ジャンとクラウスという組み合わせに対して好奇心が沸いてしまったというのも大きかったが、彼の言っていることもたいがい図星だったからだ。

 今、私が話したい事・聞きたいことと言えば、当然ヴィオリーチェとのことだ。とは言え、転生のことは話すわけには行かないし、勉強会のことも…私の中でにしたい気持ちがあって、つい口籠ってしまった。


「話したくないなら無理に話さなくても…」


「いや、話して貰う。…ジャン、お前もこの女の様子を心配していただろう」


「うっ…まぁ、それはそうだけどさ…」


「まぁ―——…どうしても話さないと言うのなら、暗示の魔法で話を聞き出すのでも私は良いのだが?」


 さ、さすがにそれはまずい!!!と言うか、そんなことまで出来るのは反則でしょう??そんなことされたら転生者であることまで話してしまうかもし知れないし、ヴィオリーチェにだって迷惑をかけてしまうかも知れない。それは困る…!

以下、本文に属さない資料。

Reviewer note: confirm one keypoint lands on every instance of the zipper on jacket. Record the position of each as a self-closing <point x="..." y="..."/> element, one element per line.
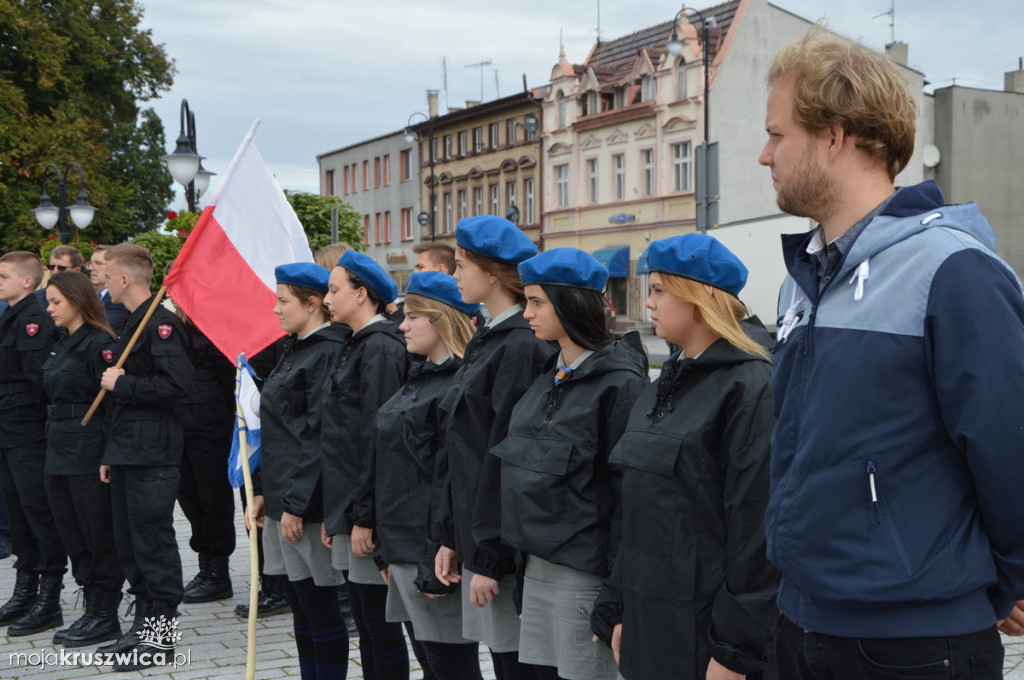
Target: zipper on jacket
<point x="875" y="493"/>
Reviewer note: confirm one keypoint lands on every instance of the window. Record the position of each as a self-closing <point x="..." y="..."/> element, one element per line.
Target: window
<point x="682" y="164"/>
<point x="562" y="184"/>
<point x="647" y="156"/>
<point x="407" y="223"/>
<point x="406" y="161"/>
<point x="511" y="129"/>
<point x="528" y="187"/>
<point x="619" y="161"/>
<point x="649" y="88"/>
<point x="592" y="177"/>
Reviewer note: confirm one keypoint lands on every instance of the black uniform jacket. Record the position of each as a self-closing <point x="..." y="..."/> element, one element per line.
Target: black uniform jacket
<point x="145" y="428"/>
<point x="208" y="410"/>
<point x="409" y="436"/>
<point x="501" y="364"/>
<point x="369" y="370"/>
<point x="71" y="376"/>
<point x="559" y="497"/>
<point x="692" y="577"/>
<point x="27" y="333"/>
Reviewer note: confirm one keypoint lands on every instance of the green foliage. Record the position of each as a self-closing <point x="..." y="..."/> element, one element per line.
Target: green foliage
<point x="72" y="74"/>
<point x="313" y="212"/>
<point x="163" y="249"/>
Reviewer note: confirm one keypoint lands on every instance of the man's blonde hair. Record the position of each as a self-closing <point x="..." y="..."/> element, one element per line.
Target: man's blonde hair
<point x="839" y="81"/>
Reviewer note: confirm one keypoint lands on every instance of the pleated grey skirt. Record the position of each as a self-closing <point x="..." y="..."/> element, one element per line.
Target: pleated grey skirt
<point x="434" y="620"/>
<point x="497" y="624"/>
<point x="299" y="560"/>
<point x="555" y="631"/>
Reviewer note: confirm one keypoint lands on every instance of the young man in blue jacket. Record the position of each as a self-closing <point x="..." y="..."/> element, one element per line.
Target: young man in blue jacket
<point x="898" y="390"/>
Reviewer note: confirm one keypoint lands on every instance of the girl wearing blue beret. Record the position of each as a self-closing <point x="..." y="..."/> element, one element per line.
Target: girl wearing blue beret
<point x="366" y="373"/>
<point x="502" y="360"/>
<point x="692" y="594"/>
<point x="289" y="507"/>
<point x="410" y="434"/>
<point x="559" y="496"/>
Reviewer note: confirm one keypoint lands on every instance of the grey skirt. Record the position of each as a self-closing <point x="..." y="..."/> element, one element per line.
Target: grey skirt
<point x="497" y="624"/>
<point x="433" y="620"/>
<point x="556" y="605"/>
<point x="299" y="560"/>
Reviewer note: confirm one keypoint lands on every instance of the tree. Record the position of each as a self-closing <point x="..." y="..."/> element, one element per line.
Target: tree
<point x="72" y="75"/>
<point x="313" y="212"/>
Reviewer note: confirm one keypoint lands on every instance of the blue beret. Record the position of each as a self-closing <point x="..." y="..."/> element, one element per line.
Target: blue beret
<point x="495" y="238"/>
<point x="306" y="274"/>
<point x="564" y="266"/>
<point x="695" y="256"/>
<point x="439" y="286"/>
<point x="372" y="274"/>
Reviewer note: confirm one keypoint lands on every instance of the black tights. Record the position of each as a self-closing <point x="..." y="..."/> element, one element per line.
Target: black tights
<point x="382" y="645"/>
<point x="321" y="635"/>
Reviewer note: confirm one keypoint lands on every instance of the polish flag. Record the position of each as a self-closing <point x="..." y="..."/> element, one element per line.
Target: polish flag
<point x="223" y="277"/>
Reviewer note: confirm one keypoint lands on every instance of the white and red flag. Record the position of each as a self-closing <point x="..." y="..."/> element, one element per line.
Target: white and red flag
<point x="223" y="277"/>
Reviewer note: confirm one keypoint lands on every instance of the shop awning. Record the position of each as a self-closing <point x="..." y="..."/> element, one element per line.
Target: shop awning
<point x="615" y="259"/>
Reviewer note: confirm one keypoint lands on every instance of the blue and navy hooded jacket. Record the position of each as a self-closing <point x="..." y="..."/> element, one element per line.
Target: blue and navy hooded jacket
<point x="898" y="451"/>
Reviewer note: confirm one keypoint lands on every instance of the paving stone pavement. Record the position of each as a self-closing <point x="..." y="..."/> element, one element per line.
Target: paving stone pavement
<point x="213" y="641"/>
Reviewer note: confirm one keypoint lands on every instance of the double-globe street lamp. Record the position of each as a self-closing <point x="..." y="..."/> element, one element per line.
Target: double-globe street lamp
<point x="185" y="164"/>
<point x="411" y="136"/>
<point x="49" y="215"/>
<point x="707" y="161"/>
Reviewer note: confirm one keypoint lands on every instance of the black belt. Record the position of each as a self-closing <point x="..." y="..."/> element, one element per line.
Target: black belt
<point x="66" y="411"/>
<point x="14" y="388"/>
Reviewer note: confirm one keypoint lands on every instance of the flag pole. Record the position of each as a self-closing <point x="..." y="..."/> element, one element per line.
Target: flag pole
<point x="127" y="351"/>
<point x="253" y="547"/>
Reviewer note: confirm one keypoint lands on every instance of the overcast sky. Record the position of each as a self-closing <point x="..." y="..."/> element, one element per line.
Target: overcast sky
<point x="325" y="74"/>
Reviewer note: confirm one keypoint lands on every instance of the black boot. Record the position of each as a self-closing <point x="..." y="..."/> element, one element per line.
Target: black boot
<point x="26" y="591"/>
<point x="100" y="620"/>
<point x="270" y="599"/>
<point x="45" y="613"/>
<point x="157" y="641"/>
<point x="212" y="583"/>
<point x="143" y="608"/>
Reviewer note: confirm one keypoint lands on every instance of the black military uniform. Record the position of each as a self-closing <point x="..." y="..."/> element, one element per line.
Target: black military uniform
<point x="204" y="494"/>
<point x="143" y="450"/>
<point x="27" y="333"/>
<point x="71" y="376"/>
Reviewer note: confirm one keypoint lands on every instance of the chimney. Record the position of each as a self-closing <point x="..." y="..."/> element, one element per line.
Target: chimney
<point x="1013" y="81"/>
<point x="898" y="52"/>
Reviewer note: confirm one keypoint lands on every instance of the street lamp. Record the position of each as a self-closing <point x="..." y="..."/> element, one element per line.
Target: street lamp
<point x="411" y="137"/>
<point x="49" y="215"/>
<point x="185" y="165"/>
<point x="707" y="161"/>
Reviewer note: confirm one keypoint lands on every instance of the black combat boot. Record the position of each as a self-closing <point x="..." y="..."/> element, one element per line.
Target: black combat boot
<point x="26" y="591"/>
<point x="99" y="623"/>
<point x="143" y="608"/>
<point x="45" y="613"/>
<point x="212" y="583"/>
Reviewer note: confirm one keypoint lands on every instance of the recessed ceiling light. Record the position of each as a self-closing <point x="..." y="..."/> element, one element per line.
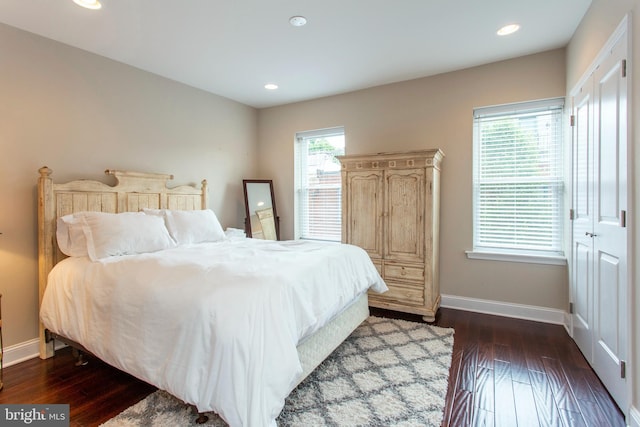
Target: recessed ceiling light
<point x="89" y="4"/>
<point x="298" y="21"/>
<point x="508" y="29"/>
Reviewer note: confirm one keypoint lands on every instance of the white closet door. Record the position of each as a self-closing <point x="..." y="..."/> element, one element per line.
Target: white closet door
<point x="582" y="242"/>
<point x="599" y="284"/>
<point x="610" y="232"/>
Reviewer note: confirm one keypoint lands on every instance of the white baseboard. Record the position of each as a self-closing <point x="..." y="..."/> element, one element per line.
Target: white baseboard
<point x="518" y="311"/>
<point x="24" y="351"/>
<point x="634" y="417"/>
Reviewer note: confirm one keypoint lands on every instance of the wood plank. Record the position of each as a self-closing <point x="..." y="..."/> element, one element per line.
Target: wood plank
<point x="504" y="396"/>
<point x="560" y="387"/>
<point x="545" y="404"/>
<point x="526" y="413"/>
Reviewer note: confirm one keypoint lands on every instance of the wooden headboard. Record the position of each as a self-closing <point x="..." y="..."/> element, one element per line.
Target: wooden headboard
<point x="133" y="192"/>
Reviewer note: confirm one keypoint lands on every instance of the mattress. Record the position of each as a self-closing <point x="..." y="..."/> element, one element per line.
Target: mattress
<point x="219" y="325"/>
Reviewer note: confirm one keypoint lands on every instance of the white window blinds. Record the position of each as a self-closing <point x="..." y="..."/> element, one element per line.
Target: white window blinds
<point x="318" y="206"/>
<point x="518" y="177"/>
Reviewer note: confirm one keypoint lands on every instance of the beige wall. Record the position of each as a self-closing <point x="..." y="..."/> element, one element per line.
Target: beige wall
<point x="80" y="114"/>
<point x="599" y="23"/>
<point x="428" y="113"/>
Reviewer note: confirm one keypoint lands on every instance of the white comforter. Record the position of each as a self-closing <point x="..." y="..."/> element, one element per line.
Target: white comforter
<point x="214" y="324"/>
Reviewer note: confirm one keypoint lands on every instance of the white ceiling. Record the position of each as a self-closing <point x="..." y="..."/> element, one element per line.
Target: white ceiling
<point x="233" y="47"/>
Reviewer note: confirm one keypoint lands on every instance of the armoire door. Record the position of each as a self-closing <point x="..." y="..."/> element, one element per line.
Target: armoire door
<point x="404" y="217"/>
<point x="599" y="244"/>
<point x="365" y="197"/>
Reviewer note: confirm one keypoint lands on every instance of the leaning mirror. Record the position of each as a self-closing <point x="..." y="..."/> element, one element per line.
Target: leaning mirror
<point x="261" y="221"/>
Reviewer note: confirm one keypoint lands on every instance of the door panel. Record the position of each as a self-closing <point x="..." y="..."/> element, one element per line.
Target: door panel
<point x="582" y="261"/>
<point x="405" y="215"/>
<point x="610" y="234"/>
<point x="582" y="304"/>
<point x="365" y="197"/>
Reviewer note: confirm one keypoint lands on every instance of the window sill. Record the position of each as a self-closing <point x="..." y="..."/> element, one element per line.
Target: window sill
<point x="517" y="257"/>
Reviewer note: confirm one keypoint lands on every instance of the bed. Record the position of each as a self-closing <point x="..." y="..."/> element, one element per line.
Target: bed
<point x="226" y="324"/>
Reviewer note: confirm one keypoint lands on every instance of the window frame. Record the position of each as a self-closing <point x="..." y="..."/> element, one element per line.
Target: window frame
<point x="300" y="182"/>
<point x="494" y="252"/>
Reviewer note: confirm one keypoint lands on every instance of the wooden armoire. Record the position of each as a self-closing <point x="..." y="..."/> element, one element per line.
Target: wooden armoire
<point x="390" y="208"/>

「ま、待って待って!話します!話しますからーーーー!!!」


 氷の王子はまさに氷の王子だった…。冷酷非道!人の心がない!うう…。ゲームじゃこんなイベントなかったのになぁ!


 そんな訳で私はヴィオリーチェとのことを、出来る範囲で…言葉を選んで相談することにしたのだった。

 私は、ヴィオリーチェに魔法の手ほどきを受けていたこと、それを急に彼女から休みにしたいと突き放されるように宣言されてしまったこと。もっと学園生活を楽しんで欲しいと、自分を気遣ってくれているのは分かったのだが、自分は自分で望んで魔法を教わりたいと思ったからとてもショックだった。…そんなようなことを話した。

 クラウスも、ジャンくんも真面目な顔でそれを聞いてくれていた。


「………」

「………」

「……それはつまり」

「…?」

「ヴィオリーチェに相手にされずに不貞腐れていたということか????」

「!!!!?」


 クラウスのあまりにもストレートな物言いに、私はいきなり顔にパンチでもされたかのような衝撃を受けてしまった!!身も蓋もなくない!?


「何が引っかかってるのか知らんが、ヴィオリーチェはお前を思って一旦は息抜きしろと言っただけで、お前を拒絶した訳でも否定した訳でもないように思えるがな」


「…!」


 私はクラウスの言葉に衝撃を受け過ぎて、つい助けを求めるかのようにジャンくんの方へ視線を向けてしまう。

 ジャンくんは少し困ったように苦笑して「俺もそう思う」と言った。


「もしかして、アルカ…。それでヴィオリーチェに嫌われちゃったとか思ったの?」


 ジャンくんにそう言われて、私は激しく動揺してしまった。

 確かに私は、クラウスやジャンくんが言った通り、自分がヴィオリーチェに嫌われて、見捨てられてしまったように感じていたんだ。彼女は、そんなこと一度も言っていなかったのに…!


「あ」


 固まってしまった私を心配そうな顔で見ているジャンくんの顔も、呆れたような目で見ているクラウスの顔も、この時の私には全然見えていなかった。

 自分でも自覚していなかった自分の感情があまりにも幼稚だったことにショックを受けていたし、凄く凄く恥ずかしくなってしまった…!


「わ、私…」


 あまりにも自分が情けなくて恥ずかしくてどうしようもなくなってしまった私が、つい両手で自分の顔を覆い隠したその瞬間、聞き覚えのある声が聞こえてきた。


「ちょっと!!!何をしていますの?!!!!!!」


 それは今一番聞きたくて、今一番聞きたくなかった声だった。